Awhile ago, I received a package of books in the mail from Running Press Kids, and while I appreciate the offer to get free books, these weren't exactly the kind of books that I read. My good friend and fellow reader, beserene, can sum it up best:
...So he got these two books and when he opened the package he had to laugh because obviously the publisher had not really paid any attention to the type of stuff he usually reviews. Girly horse books are not his thing. Fortunately, he has a friend who, once upon a time, used to live on girly horse books (yeah, that would be me) so he took the opportunity to pass the book (tee hee) and I agreed to review them. Here is the result:
Rainy Day Rescue: Saddle Wise, Book 1 and The Quarter Horse Foal: Saddle Wise, Book 2 by Inda Schaenen
The problem with Inda Schaenen’s horse-and-girl series is that it can’t really decide what it wants to be. The first book, Rainy Day Rescue, starts with the premise that the main character, a girl named April, has been terrified of horses her whole life because her parents were killed in a horse-riding accident when she was just a toddler. 'Okay,' the reader thinks, knowing by the cover and the series title that this is a horse-and-girl book, 'this will be interesting to see how she progresses through her fear and overcomes it by the end.' But then the book resolves April's fear in just a few more pages, making references to her being a "natural" with horses, and suddenly that lifelong fear, and its plotline, have disappeared. Wait, what? That was my reaction. Still, there is more book to go, so the reader carries on. 'Okay,' the reader thinks again, 'the expected didn't happen – that can be a good thing – so perhaps this will be about the girl struggling to get her horse, or to build a relationship with it, or maybe to achieve some horsemanship challenge.' But these issues are also resolved quickly and easily.
In fact, "easy" pretty much characterizes each new plot point in this slim book – every time the reader anticipates a challenge, it turns out to be no big deal. And that really becomes the disappointment of the series (because the second book, The Quarter Horse Foal is more of the same). Most of its time is spent on overt didacticism – April reflecting on herself and her relationship with her aunt, with occasional diversions to teach unsubtle lessons about patience, tolerance, etc. – and the ins-and-outs of daily horse care, which is necessary, but not necessarily thought through here. If this is a series for girls who already love horse-and-girl books, for those who started reading Marguerite Henry's Big Book of Horses at the tender age of 4 (okay, that would be me), then the instructions in horse care are old hat, and spending so much time on them (and those all-too-convenient lessons) is, frankly, boring. If, however, this is a series for girls who are not already acquainted with horses, or even for those who are a little afraid of them, then the details are good, but the instant-cure approach to that fear and the easy horse-and-girl heroism that so quickly follows will probably leave them somewhat alienated. I think this is a case of trying to be all things to all people (or at least all girls) and unfortunately falling somewhat flat.

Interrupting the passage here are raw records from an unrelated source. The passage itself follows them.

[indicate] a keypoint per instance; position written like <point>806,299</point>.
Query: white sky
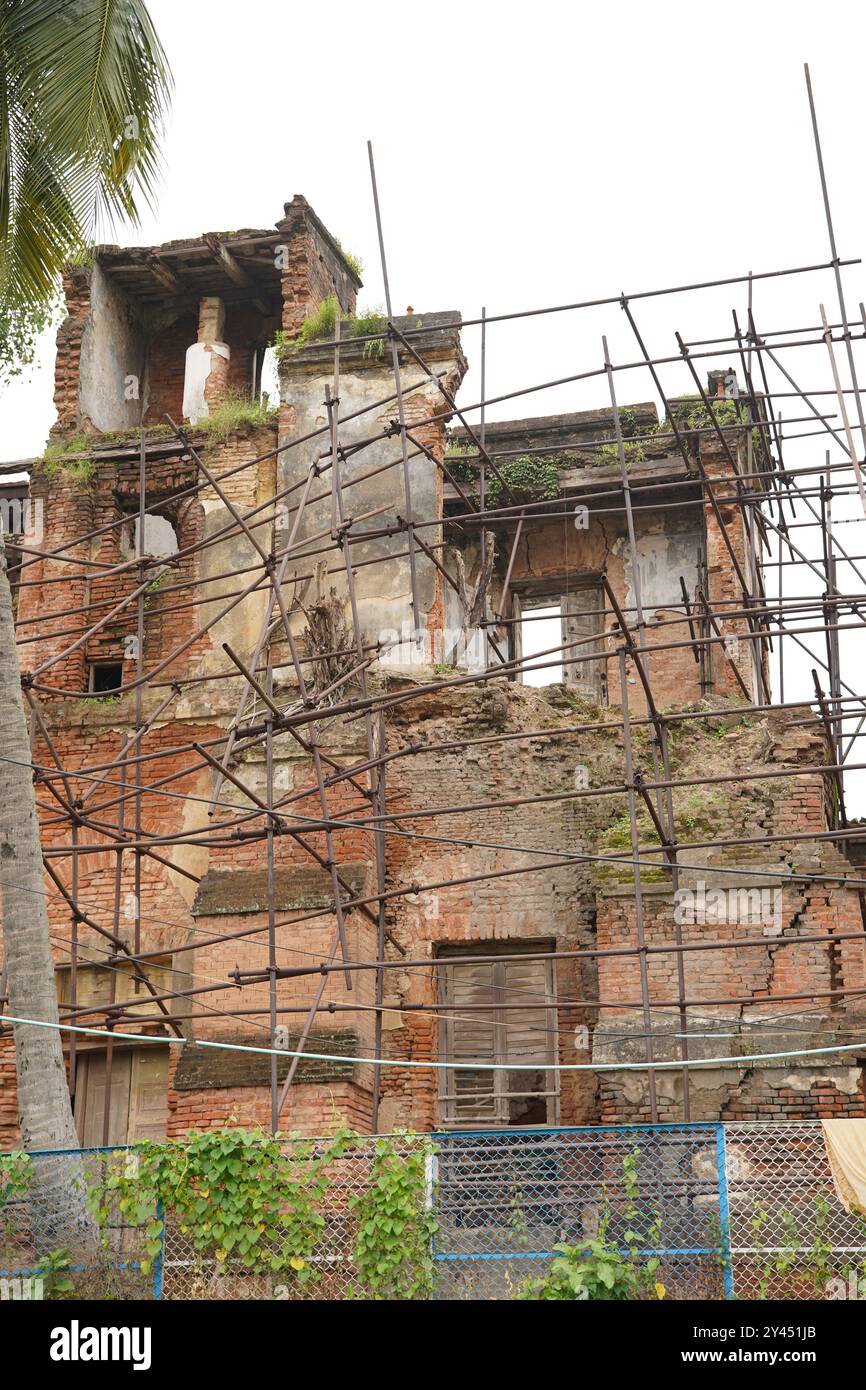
<point>527,156</point>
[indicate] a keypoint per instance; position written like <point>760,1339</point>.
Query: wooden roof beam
<point>164,275</point>
<point>235,271</point>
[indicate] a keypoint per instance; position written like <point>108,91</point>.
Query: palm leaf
<point>85,86</point>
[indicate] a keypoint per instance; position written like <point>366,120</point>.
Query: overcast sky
<point>527,154</point>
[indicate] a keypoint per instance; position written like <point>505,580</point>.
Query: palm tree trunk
<point>43,1096</point>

There are some redeeming moments, of course. The interactions between April and her aunt, including their inside joke of "sometimes all a person can do is…" are sweet and several of the side characters are quite charming (though there are a couple of characterization inconsistencies between the two books, especially with Mr. McCann). The horse trailer accident at the beginning of the first book is vividly and cinematically written, and there are other moments of wonderful description which allow the reader to "see" the world that Schaenen has envisioned. There are also fun allusions to the classic horse stories that have gone before – Black Beauty, National Velvet, and others. Unfortunately, mentioning those brilliant classics, while obviously intended to direct girls to read those books (again with the unsubtle didacticism) or to cozy up to those who have, also sets up an inevitable comparison: those are great novels; this is not. It seems like this series was written as a prescription for a struggling reader who likes horses but doesn’t have the consuming passion of most horse girls, or in the line of 19th century girls books that aim to instruct more than entertain. If those are your intentions (and good luck with them), this series is fine, but there are better horse-and-girl books, including chapter books and series, out there.